VIA PRESS RELEASE | “Pete Silverton’s passionate voice about music lives ever on in this transatlantic voyage between two seminal ports of rock and roll call and response. Illuminating paired music scenes through their iconic anthems, he reveals similarities and differences with a fan’s ear-witness to the process of creation and how geography affects the geology of rock as it begins to roll. —Lenny Kaye, author, producer, musician
How’s this for a surprising musical coincidence: Frank Sinatra cut his version of “New York, New York” within weeks of the Clash recording “London Calling” in 1979. That nearly simultaneous expression of optimistic striving and dystopic modernity is the jumping-off point for London Calling New York New York, a tale of two cities and two songs that came to exemplify them. Peter Silverton, the veteran English author and journalist who died in 2023, did numerous interviews and in-depth research to dig deep into the history and impact of the two songs on their respective cities. Combining musical scholarship, cultural analysis and personal memoir, London Calling New York New York is rich with wit, fascinating detail, and scholarly insight.

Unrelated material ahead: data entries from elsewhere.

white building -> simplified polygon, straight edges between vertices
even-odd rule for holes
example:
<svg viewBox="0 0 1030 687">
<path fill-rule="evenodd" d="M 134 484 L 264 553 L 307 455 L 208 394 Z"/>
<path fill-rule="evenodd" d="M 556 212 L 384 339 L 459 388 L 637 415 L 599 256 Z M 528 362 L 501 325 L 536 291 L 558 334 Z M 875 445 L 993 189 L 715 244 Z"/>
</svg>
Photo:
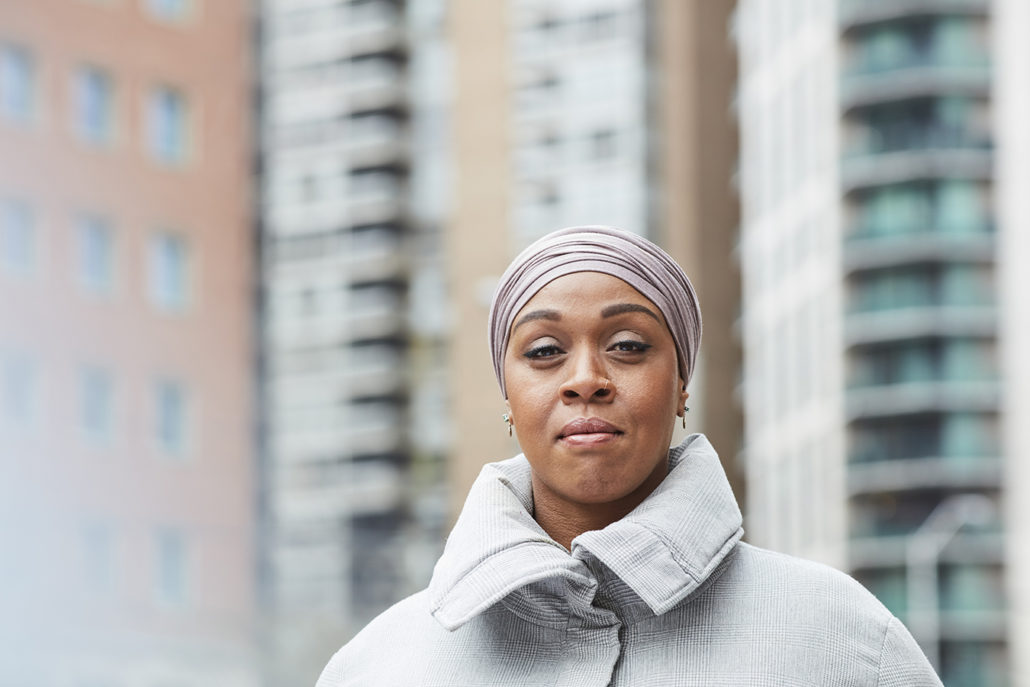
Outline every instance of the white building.
<svg viewBox="0 0 1030 687">
<path fill-rule="evenodd" d="M 262 566 L 288 672 L 425 585 L 442 545 L 446 50 L 438 2 L 262 19 Z"/>
<path fill-rule="evenodd" d="M 1020 654 L 992 23 L 986 0 L 744 0 L 736 27 L 748 531 L 849 570 L 949 686 L 1010 684 Z"/>
</svg>

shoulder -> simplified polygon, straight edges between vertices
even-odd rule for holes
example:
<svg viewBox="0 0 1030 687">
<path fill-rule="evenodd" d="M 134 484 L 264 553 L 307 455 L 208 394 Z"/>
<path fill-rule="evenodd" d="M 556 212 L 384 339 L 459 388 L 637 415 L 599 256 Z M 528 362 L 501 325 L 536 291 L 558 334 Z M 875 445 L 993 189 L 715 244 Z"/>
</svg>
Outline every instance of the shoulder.
<svg viewBox="0 0 1030 687">
<path fill-rule="evenodd" d="M 849 656 L 875 684 L 940 684 L 901 621 L 840 570 L 742 543 L 718 585 L 758 626 L 783 639 L 808 637 L 828 656 Z"/>
<path fill-rule="evenodd" d="M 410 675 L 415 666 L 406 663 L 446 634 L 429 614 L 427 592 L 413 594 L 383 611 L 344 644 L 329 660 L 316 687 L 391 684 L 384 682 L 384 673 Z"/>
<path fill-rule="evenodd" d="M 815 594 L 821 604 L 844 604 L 876 618 L 884 627 L 891 613 L 857 580 L 823 563 L 750 544 L 737 546 L 733 573 L 745 584 L 772 588 L 790 595 Z M 768 591 L 769 589 L 767 589 Z"/>
</svg>

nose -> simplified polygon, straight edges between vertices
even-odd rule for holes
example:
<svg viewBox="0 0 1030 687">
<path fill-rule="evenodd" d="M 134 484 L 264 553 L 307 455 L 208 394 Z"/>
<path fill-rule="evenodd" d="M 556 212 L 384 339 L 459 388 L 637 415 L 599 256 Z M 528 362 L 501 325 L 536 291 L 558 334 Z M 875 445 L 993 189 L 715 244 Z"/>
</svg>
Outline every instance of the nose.
<svg viewBox="0 0 1030 687">
<path fill-rule="evenodd" d="M 610 401 L 615 395 L 615 383 L 599 356 L 590 353 L 574 355 L 567 365 L 568 376 L 560 389 L 565 403 Z"/>
</svg>

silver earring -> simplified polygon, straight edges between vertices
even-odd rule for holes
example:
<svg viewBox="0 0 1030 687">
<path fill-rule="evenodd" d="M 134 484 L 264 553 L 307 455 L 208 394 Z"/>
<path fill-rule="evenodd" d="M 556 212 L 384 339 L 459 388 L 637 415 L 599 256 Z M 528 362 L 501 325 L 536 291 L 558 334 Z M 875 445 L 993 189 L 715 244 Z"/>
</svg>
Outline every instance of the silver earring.
<svg viewBox="0 0 1030 687">
<path fill-rule="evenodd" d="M 683 414 L 680 415 L 680 419 L 683 420 L 683 429 L 687 428 L 687 411 L 689 410 L 690 408 L 688 408 L 687 406 L 683 406 Z"/>
<path fill-rule="evenodd" d="M 508 436 L 511 436 L 511 414 L 505 413 L 501 416 L 501 419 L 508 423 Z"/>
</svg>

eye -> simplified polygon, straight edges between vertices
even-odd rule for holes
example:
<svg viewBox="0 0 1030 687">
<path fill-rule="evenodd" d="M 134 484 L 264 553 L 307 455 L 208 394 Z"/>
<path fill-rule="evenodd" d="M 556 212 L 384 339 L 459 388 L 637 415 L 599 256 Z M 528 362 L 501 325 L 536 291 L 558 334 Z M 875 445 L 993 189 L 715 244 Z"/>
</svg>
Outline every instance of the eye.
<svg viewBox="0 0 1030 687">
<path fill-rule="evenodd" d="M 651 348 L 651 344 L 649 343 L 626 339 L 624 341 L 616 341 L 608 347 L 608 350 L 615 351 L 617 353 L 643 353 L 649 348 Z"/>
<path fill-rule="evenodd" d="M 534 346 L 522 355 L 530 360 L 543 360 L 546 358 L 552 358 L 556 355 L 561 355 L 562 353 L 564 353 L 564 351 L 554 344 L 542 344 L 540 346 Z"/>
</svg>

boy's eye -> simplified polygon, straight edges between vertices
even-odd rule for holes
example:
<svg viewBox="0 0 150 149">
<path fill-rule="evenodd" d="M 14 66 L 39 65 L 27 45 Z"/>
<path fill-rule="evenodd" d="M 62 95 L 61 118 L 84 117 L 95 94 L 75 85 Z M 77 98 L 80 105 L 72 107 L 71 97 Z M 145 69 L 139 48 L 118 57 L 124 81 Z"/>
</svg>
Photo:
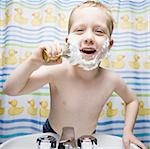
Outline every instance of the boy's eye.
<svg viewBox="0 0 150 149">
<path fill-rule="evenodd" d="M 75 32 L 77 34 L 82 34 L 84 32 L 84 29 L 76 29 Z"/>
<path fill-rule="evenodd" d="M 83 32 L 84 30 L 83 29 L 77 29 L 76 31 L 77 32 Z"/>
<path fill-rule="evenodd" d="M 103 31 L 101 31 L 101 30 L 95 30 L 95 33 L 96 33 L 96 34 L 99 34 L 99 35 L 104 34 L 104 32 L 103 32 Z"/>
</svg>

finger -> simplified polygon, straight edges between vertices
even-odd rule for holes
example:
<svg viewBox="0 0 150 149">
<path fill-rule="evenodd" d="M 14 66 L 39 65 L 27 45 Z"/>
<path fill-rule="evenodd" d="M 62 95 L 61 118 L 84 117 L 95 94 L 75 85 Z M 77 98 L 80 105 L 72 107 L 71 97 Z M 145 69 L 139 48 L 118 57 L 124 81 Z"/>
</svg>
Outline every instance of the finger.
<svg viewBox="0 0 150 149">
<path fill-rule="evenodd" d="M 56 50 L 56 45 L 55 44 L 52 44 L 50 46 L 50 48 L 51 48 L 50 60 L 54 61 L 54 63 L 55 63 L 55 61 L 60 58 L 60 55 L 58 55 L 58 51 Z"/>
<path fill-rule="evenodd" d="M 138 139 L 134 139 L 132 141 L 133 144 L 137 145 L 141 149 L 146 149 L 146 146 Z"/>
<path fill-rule="evenodd" d="M 147 149 L 146 146 L 141 142 L 136 142 L 135 145 L 137 145 L 140 149 Z"/>
<path fill-rule="evenodd" d="M 47 63 L 48 65 L 55 65 L 55 64 L 61 64 L 62 63 L 62 58 L 59 57 L 56 60 L 54 58 L 51 58 L 50 61 Z"/>
<path fill-rule="evenodd" d="M 61 63 L 62 61 L 57 59 L 60 59 L 60 55 L 58 55 L 57 46 L 56 44 L 42 46 L 42 57 L 45 60 L 46 63 Z"/>
</svg>

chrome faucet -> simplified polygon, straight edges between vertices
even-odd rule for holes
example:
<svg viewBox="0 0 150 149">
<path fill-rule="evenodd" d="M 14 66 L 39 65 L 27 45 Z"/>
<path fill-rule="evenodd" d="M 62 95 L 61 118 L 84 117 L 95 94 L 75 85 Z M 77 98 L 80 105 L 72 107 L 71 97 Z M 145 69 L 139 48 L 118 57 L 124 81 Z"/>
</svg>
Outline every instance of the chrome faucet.
<svg viewBox="0 0 150 149">
<path fill-rule="evenodd" d="M 77 149 L 73 127 L 63 127 L 58 149 Z"/>
</svg>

Although the book is about two popular songs from two different cultures, it also addresses nostalgia, mythmaking, family, crime, war, art, terrorism, politics, film, fidelity, and propaganda. From the Great Fire of London to a White Castle in the Bronx, from the Thames to the Hudson, Joe Strummer to George Gershwin, Noel Coward to Jay-Z, Primrose Hill to Yankee Stadium, Maggie Thatcher to Fiorello La Guardia, Silverton marshals connections and coincidences to illuminate the creative process and its enduring cultural impact.
As Silverton writes in his author’s note, “This is a story about two songs and the cities they came to represent, those songs’ writers, the two cities’ many other emblematic songs (and their writers) and the two metropolitan cultures: their differences and their similarities. It’s also a personal story: mine. It reaches back to my decades-long light friendship with Joe Strummer, my presence at several significant early performances of ‘London Calling’ and at Joe’s West London cremation in December 2002.”